The voice on TV, now speaking in a catatonic tone informed the audience a commercial airliner had crashed somewhere in Pennsylvania but they weren’t sure where. Somewhere in Pennsylvania. That’s a giant state, guys. We don’t know anything. There could be a plane heading toward me right now.
This day was going to be spent watching television, learning which planes were crashing next and desperately hoping the Sears Tower would not land on top of me if it got hit and fell down. I tried calling Kris again. I received my second and final text of that day.
r u ok
That’s 7, 8, 6, 5 on your keypad in succession; one of the easiest text messages to send. I was not okay. No one was. No one would ever be okay.
I called my parents. I got my girlfriend from the train station, which was filled with panicked people who had gone to work on a Tuesday and then returned home abruptly, but not because it was so nice out. Nobody could function because real and imagined planes were crashing all over.
The idea of any large crowd being allowed to exist peacefully seemed impossible. Would I see the inside of airplane in this lifetime? Had I attended my last stadium event? What would walking on a crowded street be like — and could streets ever be crowded again?
Safety felt so distant. A hijacked plane or a toppled skyscraper could land on everyone at any moment. This was surreal, and it was also nothing I ever wanted to experience again.
And yet the prevailing historical document of 9/11 are the televised reruns.
That footage is offensive. It’s rubbernecking porn. It’s a vacant snuff film. Being subjected to the Space Shuttle Challenger exploding live in my junior high classroom was a lot different than watching its reruns over the following decades already knowing what happened, why it happened and how it happened. They teach this business school. It’s a lesson now.
What’s disturbing is I’ve seen the 9/11 footage I first watched live that morning new fewer than twentysomething times, usually around this time of year for remembrance, and I still struggle with the reasoning. We don’t teach anything about it, nor have we learned a thing from what led to that day.
There’s still no lesson from 9/11. And it’s been twentysomething years.
I know what brought the Challenger down, conclusively. And I’ve read plenty about how this brand of Islamic terrorism operates — I also understand the role America plays in making itself a target. But flying people on commercial jets into skyscrapers doesn’t compute.

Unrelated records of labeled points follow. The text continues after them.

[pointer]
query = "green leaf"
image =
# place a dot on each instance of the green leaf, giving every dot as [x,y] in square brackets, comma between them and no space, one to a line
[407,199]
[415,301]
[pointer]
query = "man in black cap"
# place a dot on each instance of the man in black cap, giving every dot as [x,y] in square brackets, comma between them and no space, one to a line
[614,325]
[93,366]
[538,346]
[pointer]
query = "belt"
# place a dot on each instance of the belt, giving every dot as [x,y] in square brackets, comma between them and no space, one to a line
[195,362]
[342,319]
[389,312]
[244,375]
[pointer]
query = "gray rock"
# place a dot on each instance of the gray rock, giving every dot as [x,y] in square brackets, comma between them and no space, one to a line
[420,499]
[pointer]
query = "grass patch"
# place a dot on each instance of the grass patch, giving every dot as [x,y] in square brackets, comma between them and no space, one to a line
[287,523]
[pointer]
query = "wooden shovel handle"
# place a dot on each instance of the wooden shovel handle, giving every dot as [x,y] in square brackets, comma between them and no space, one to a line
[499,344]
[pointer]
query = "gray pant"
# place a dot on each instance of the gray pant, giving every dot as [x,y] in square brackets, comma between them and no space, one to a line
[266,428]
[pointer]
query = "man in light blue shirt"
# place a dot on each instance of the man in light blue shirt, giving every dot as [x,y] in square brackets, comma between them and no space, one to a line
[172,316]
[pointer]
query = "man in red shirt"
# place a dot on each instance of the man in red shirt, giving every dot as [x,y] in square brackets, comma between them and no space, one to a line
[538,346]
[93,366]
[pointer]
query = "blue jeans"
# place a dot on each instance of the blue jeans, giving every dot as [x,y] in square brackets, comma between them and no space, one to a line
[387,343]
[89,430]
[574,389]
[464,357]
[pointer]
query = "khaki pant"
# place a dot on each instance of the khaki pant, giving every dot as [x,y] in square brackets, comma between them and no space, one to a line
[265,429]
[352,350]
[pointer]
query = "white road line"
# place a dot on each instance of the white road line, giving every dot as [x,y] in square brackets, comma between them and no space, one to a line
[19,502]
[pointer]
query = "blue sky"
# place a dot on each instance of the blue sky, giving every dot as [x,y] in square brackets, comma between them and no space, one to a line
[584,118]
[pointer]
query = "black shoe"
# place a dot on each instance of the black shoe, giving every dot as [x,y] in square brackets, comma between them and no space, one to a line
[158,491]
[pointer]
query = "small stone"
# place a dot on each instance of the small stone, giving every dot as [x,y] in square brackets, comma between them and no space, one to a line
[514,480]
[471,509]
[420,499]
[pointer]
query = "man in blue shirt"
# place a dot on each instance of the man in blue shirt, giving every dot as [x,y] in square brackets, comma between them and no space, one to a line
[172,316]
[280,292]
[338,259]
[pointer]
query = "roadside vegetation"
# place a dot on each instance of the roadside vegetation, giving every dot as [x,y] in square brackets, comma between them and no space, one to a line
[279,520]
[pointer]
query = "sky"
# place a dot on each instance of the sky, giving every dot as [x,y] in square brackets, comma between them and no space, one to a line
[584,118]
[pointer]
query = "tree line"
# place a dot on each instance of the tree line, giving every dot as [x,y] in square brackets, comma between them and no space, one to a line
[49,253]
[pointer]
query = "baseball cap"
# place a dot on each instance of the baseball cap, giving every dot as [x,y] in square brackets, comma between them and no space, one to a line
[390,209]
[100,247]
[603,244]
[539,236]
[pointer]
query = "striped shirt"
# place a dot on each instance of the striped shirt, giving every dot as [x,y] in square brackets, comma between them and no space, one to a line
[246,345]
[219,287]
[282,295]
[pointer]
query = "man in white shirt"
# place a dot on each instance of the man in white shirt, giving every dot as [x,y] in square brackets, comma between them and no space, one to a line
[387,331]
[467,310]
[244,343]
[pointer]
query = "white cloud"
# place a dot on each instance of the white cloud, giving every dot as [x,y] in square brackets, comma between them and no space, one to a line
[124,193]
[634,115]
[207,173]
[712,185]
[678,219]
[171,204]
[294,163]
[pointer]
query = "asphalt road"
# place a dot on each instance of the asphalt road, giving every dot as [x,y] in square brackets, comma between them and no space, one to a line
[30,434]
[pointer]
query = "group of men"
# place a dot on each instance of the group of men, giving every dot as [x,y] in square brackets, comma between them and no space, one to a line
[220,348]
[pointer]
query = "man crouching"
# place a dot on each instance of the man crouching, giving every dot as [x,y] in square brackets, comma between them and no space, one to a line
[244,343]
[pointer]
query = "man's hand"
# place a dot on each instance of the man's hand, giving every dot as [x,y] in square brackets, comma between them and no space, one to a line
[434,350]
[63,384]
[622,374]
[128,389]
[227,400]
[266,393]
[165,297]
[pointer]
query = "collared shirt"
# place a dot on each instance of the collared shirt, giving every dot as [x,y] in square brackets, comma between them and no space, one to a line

As David Letterman said in his first show after 9/11, this will never make any goddamn sense to me.
My final lucid memory of that morning was watching the second tower that got hit collapse first. Manhattan was left with a single twin tower for only about 90 minutes. It’s easy to forget how jarring that sight was, even in the context of how jarring that morning had been.
For 90 minutes there was some fleeting hope that some of the people in that tower had escaped. That one had gotten hit first, and yet it was still upright. Maybe it was a small plane, after all? Perhaps Manhattan would repair the North Tower and rebuild a new South Tower beside it.
But then the North Tower came down too. The sun was still shining.